Jerome Miller points out that, “The country is already at a point where three out of every four black males will be arrested, jailed, and acquire a criminal record by age 35” (215). There is no comparable statistics for white men, and therein lies our nation’s problem. Since the 1980s, the African American population has risen slightly, while the number of African Americans incarcerated, especially men, has jumped through the roof. The most significant cause of this increase has been the war on drugs, which numerous criminologists and sociologists see as a major issue that needs to be addressed. When the war on drugs began in the mid 1980s, African American inmates arrested on drug charges composed about 7 percent. By 1991 it had risen to 25 percent, an increase of about 447 percent. The increase of whites jailed for drug use was only about 115 percent. The war on drugs obviously targets African American communities, and the evidence to support the facts is endless. Michael Tonry, author of Malign Neglect: Race, Crime and Punishment in America, argues that there was no need for the war on drugs to begin with, as drug use was steadily declining.

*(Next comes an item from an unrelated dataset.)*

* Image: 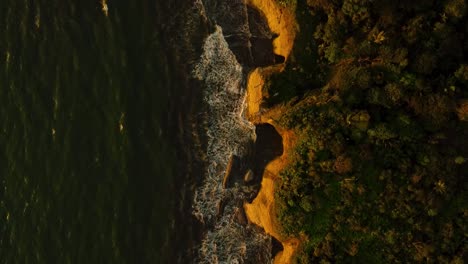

He also makes a case that any police officer at the time the war on drugs began knew that it would target “young blacks and Hispanics” (91). The most controversial argument made relating the war on drugs to imbalanced black arrests concerns the discrepancy between sentencing for crack-cocaine and cocaine powder. Crack-cocaine, a drug that is usually associated with black communities, has a much harsher sentencing structure than cocaine powder, a drug associated with movie stars. The Federal Anti-Drug Abuse Act of 1988 made the sentencing structure for possession of five grams of powder cocaine earn a maximum sentence of one year, while the same amount of crack-cocaine comes with a five year mandatory minimum sentence. This harsh differential screams inequality. The only difference between the two drugs is the social and racial differences between the users. Blacks are being arrested more often and held longer than whites for identical offenses. Such blatant divergences cannot be ignored any longer.
The land of the free must be colorblind; if it is not, none of us will ever truly be free. Socio-cultural racism has injected itself into the veins of our country. Everyday people experience racism in a country that has always prided itself on equality. Unless equality means singling out a race and sending lopsided amounts of them to jail, we have yet to reach that goal. Racial disparities exist at every step of the criminal justice system. From detention and arrest to incarceration, blacks are excessively represented compared to their population size. People inherently do not believe they discriminate, but this is a lie. Discriminatory beliefs are built into the children of this country, and some of those children will grow and become law enforcement officers. Racism and discrimination has also rooted itself in the woodwork of our nation’s justice system so badly that the more research done, the easier it becomes to believe justice does not exist. The overwhelming majority of government officials are white men, as goes with lawyers, judges and police department officials. These men mostly grow up in a white majority, and care little about black communities unless it has to do with how to make them weaker.